A Napoleonic campaign tent will be recreated as the point of convergence for Kilimnik’s paintings and drawings that utilize multiple disparate references and oracular power to create imagined scenarios. The painting "the poor cottage girl at the Musée Grevin wax museum on a hot summer day" , for example, fogs the notion of the verifiable, while "the girl in the pearl earring in Shakespeare's cottage" uses a contemporary icon to recapitulate a conventional relationship to an earlier period in time.

 

In the rear gallery, Kilimnik has installed an architectural folly, based on those found in parks or estates in Europe in the 17th and 18th centuries.

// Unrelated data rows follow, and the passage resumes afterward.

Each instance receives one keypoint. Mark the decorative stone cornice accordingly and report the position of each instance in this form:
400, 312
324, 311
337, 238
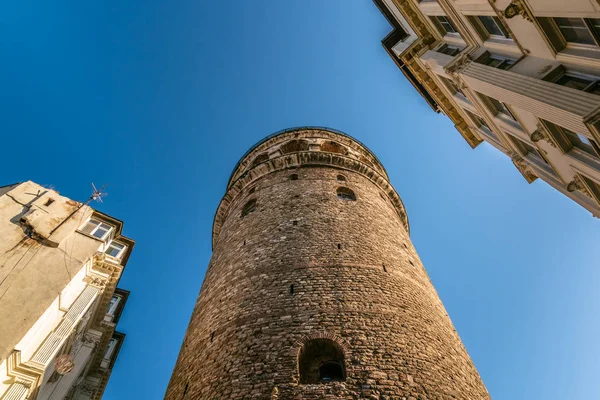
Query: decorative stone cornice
91, 339
541, 134
518, 7
64, 364
577, 184
524, 167
368, 167
459, 63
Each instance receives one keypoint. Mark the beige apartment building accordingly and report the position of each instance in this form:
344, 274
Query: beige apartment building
60, 262
522, 75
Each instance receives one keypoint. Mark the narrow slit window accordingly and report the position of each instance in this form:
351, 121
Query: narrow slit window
345, 194
249, 207
321, 361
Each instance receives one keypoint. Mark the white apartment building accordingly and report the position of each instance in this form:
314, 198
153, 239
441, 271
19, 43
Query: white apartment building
522, 75
60, 262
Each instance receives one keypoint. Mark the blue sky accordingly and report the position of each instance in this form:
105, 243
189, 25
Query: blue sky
160, 99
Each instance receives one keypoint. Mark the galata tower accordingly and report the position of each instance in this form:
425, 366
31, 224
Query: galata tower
314, 289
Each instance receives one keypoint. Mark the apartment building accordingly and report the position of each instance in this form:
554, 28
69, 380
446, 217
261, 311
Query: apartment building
60, 262
522, 76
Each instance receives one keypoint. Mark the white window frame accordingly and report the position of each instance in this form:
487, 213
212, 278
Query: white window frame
594, 80
112, 308
120, 253
98, 224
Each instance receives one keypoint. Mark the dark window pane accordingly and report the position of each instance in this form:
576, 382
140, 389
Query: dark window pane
573, 82
493, 26
594, 24
580, 141
574, 30
446, 24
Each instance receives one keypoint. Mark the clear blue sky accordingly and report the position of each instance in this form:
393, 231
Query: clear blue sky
161, 98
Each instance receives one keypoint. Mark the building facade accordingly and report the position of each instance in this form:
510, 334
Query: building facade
522, 76
60, 262
314, 289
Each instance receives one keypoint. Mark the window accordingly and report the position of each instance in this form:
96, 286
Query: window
574, 80
478, 120
579, 30
321, 361
497, 62
97, 229
114, 303
594, 188
481, 124
525, 148
489, 27
345, 194
497, 107
493, 26
582, 142
449, 50
453, 87
249, 207
111, 348
567, 139
573, 32
443, 24
115, 249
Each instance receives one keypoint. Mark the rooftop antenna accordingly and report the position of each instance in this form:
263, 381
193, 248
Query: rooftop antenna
97, 194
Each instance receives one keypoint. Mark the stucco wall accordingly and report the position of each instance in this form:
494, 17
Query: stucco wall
32, 274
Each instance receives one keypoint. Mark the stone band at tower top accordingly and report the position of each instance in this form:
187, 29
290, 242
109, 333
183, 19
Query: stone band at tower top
314, 289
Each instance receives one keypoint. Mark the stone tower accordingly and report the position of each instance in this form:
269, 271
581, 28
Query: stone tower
314, 289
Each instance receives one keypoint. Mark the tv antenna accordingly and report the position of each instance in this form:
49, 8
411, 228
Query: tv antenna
97, 194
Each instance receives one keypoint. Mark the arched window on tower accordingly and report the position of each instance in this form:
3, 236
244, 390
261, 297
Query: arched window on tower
249, 207
321, 361
345, 194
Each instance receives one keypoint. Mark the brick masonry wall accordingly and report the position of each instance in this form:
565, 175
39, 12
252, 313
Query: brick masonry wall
356, 278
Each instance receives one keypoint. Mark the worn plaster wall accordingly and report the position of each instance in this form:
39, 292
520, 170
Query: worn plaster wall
356, 279
32, 272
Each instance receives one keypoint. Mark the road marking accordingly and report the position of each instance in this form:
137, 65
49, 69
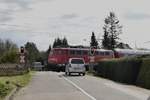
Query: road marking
92, 98
137, 94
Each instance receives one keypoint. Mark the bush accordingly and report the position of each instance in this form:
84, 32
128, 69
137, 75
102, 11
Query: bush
4, 89
144, 74
9, 57
121, 70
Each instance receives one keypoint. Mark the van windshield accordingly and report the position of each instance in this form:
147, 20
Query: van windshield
77, 61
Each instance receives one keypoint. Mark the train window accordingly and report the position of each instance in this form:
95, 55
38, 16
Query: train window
78, 52
72, 52
96, 52
107, 53
101, 53
59, 52
51, 52
85, 52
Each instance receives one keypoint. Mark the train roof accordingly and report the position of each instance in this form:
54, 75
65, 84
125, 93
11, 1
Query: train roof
81, 49
132, 51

This structure houses her film “The bluebird in the forest” which is a collage of miniature ballerinas dancing throughout a colossal wooded area. Kilimnik's use of theatrical and set techniques expands on her painting and sculptural/installation practice, that began in the early 1990's.

 

Karen Kilimnik, who has been exhibiting with 303 Gallery since 1990, will have one person exhibition at the Musee d'Art Moderne de la Ville de Paris, France in October 2006. In 2007, the Institute of Contemporary Art, Philadelphia will present a mid-career retrospective of Kilimnik’s work that will travel to the Museum of Contemporary Art, Chicago, and Aspen Museum of Art, CO. Also in 2007, Kilimink will have a one-person exhibition at Le Consortium, in Dijon, France. Over the past 16 Years, Kilimnik exhibited internationally, last year at the Fondazione Bevilacqua La Masa, Venice, Italy, during the Venice Biennial, and at the Haus zum Kirschgarten, Historisches Museum Basel, Switzerland. An artist book published by Patrick Frey was created for the Haus zum Kirschgarten, and catalogues of the Bevilacqua La Masa exhibition included texts by Angela Vetesse and Caoimhin Mac Giolla Leith. Kilimnik has also published a book of her Paintings and another of her Drawings with essays by Patrick Frey.